The Lazy Marker is like a diligent and lazy janitor of a large field. Whenever fertilizer needs to be applied to certain fields, and if the whole field needs the same fertilizer, he will hang a sign at the gate saying "This field needs fertilizer", but not actually do anything about it for a while. This means that he doesn't have to run down to the field piece by piece, but when someone actually walks into the field, he applies the fertilizer right away and assigns the task to a smaller field on the fly. This saves time and ensures that all the crops in the field are taken care of in a timely manner, and that everyone who walks into the field sees it fertilized. The "laziness" of the Lazy Marker is simply a matter of holding off; his "diligence" is reflected in the fact that he always completes all tasks with precision!
[0, 5][40]×
/ \
[0, 2][11]× [3, 5][29]×
/ \ / \
[0, 1][5]× (2, 2)[6]√ [3, 4][18|+1]√ (5, 5)[11]
/ \ / \
(0, 0)[1] (1, 1)[4]√ (3, 3)[7] (4, 4)[9]
Why does the line tree decompose into\(O(\log n)\) Duan?
We find that each time a query or modification is made, the line tree greatly improves efficiency by bisecting the target interval into several large segments by bisecting the target interval, and long blocks of modifications are always not pushed to the bottom. The reason why a single operation of a line tree is always $ O(\log n) $ is that it reduces the problem size quickly by bisecting the recursion. With each query or modification, the line tree determines whether the intervals are fully contained, fully disjoint, or partially overlapping based on their location:
- If the left endpoint of the interval is aligned with the left endpoint of this node, and the right endpoint does not cross the midpoint, then it goes directly to the left subtree, reducing the problem size by half. The reverse is the same.
- If the left endpoint of the interval is aligned with the left endpoint of this node, and the right endpoint crosses the midpoint, then the problem is halved in size by querying the entire left subtree or lazy labeling the modifications, and then entering the right subtree. The reverse is the same.

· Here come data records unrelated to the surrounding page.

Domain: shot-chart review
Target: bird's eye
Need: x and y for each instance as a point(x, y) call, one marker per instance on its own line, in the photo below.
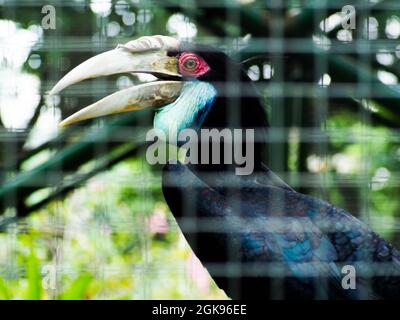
point(192, 65)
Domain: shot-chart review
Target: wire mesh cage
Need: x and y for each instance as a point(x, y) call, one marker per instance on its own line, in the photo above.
point(83, 212)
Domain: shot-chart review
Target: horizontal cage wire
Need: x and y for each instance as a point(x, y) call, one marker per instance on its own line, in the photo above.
point(84, 214)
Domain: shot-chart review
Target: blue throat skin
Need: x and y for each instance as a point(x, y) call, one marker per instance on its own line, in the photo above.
point(189, 110)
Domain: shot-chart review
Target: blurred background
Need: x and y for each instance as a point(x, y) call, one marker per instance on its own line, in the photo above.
point(82, 213)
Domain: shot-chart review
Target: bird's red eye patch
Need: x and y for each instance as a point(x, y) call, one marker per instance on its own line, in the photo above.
point(191, 65)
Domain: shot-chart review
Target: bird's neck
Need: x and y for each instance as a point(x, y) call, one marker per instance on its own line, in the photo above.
point(243, 121)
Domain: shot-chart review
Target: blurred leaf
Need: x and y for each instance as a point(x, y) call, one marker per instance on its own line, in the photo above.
point(34, 278)
point(79, 288)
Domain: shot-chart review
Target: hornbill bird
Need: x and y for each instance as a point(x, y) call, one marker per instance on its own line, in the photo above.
point(255, 234)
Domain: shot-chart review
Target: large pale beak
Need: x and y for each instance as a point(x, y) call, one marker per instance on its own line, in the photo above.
point(144, 55)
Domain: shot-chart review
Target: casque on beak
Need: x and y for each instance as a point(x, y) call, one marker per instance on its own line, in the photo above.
point(144, 55)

In both cases above, one end of the interval remains aligned after entering the subtree, and the new case is always one of 1 and 2.
-
If the interval endpoints are not aligned, but are all in one side of the left and right intervals, then it is straightforward to enter and the problem size is still halved. Entering the subtree may be case 3 or 4.
-
If the interval endpoints are not aligned and span the midpoint of this interval, only in this case will both the left and right subtrees be entered, and the left and right subtrees are always cases 1 and 2, so this happens at most once.

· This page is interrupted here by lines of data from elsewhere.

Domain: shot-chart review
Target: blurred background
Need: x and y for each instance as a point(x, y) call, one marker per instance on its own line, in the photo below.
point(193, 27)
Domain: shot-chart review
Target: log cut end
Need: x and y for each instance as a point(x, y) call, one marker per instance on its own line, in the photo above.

In such a partitioning process, only once will the left and right subtrees be accessed at the same time, and the depth of the recursion is the same as the height of the line tree, which is $ \log n $, so the complexity of each operation is $ O(\log n) $, and the number of nodes accessed is at worst $ 2\log n $ or so. This partitioning mechanism effectively avoids the inefficient operation of traversing the entire array, and is the core reason why line trees are so efficient. You can draw a longer line segment tree yourself to help understand it.
Expanding Knowledge
Pointer version of the line segment tree
在算法思想完全一样的情况下,二叉树也可以使用指针和动态申请空间来实现,指针版线段树动态分配节点内存,适用于稀疏数组。其可以在更新赋值时再创建节点,内存使用效率高,且不需要 4 倍空间,也叫动态开点线段树。适用于大范围稀疏数据。缺点是编程复杂度较高且常数项性能较低。这种方式本文就不展示了。
在本文章的场景下(维护数组),静态数组版本效率高,更为常用。若要维护巨大但稀疏的值域,则指针版本可节省大量空间。
线段树的其他应用
除了区间查询和修改,线段树还能解决以下问题:
- 区间最值:除了区间和,在线段树节点存储区间最小值或最大值。Their minds are almost identical,Simply change the interval sum to the interval maximum when updating and querying in the branch node。

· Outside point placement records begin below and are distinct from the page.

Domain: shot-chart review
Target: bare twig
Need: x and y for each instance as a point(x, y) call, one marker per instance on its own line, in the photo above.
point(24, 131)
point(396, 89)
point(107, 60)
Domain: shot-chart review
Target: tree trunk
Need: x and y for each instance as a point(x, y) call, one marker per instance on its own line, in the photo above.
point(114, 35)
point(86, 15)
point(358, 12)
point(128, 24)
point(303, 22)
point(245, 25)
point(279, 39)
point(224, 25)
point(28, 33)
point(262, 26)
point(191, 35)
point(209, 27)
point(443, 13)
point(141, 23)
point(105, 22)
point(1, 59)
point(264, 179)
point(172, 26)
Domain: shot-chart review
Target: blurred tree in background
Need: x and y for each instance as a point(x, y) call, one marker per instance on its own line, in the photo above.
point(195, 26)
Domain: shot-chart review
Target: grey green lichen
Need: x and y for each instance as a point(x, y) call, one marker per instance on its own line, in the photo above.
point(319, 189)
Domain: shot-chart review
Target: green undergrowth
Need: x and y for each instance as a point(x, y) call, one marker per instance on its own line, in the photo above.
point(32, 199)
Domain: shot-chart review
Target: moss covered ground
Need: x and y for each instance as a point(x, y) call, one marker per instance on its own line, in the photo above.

- 第 k 小值查询:结合其他算法,可以实现排序和统计信息。
- 二维线段树:拓展到二维情况。用于处理平面上的区间问题。
线段树擅长处理可分解的区间性质(如求和、最大值、最小值、乘积等),但对于某些非线性性质,它难以处理或效率低下。Some interval problems cannot use line trees,Typical examples areInterval Plurality (Mode) and Interval Median (Median): The plurality cannot be obtained by simply combining the results of two subintervals because it requires global information, i.e., the plurality of subintervals cannot simply be combined into the plurality of the overall interval. The median is similar in that it requires global ordering information within the interval and cannot be solved directly by the partitioning idea of a line tree.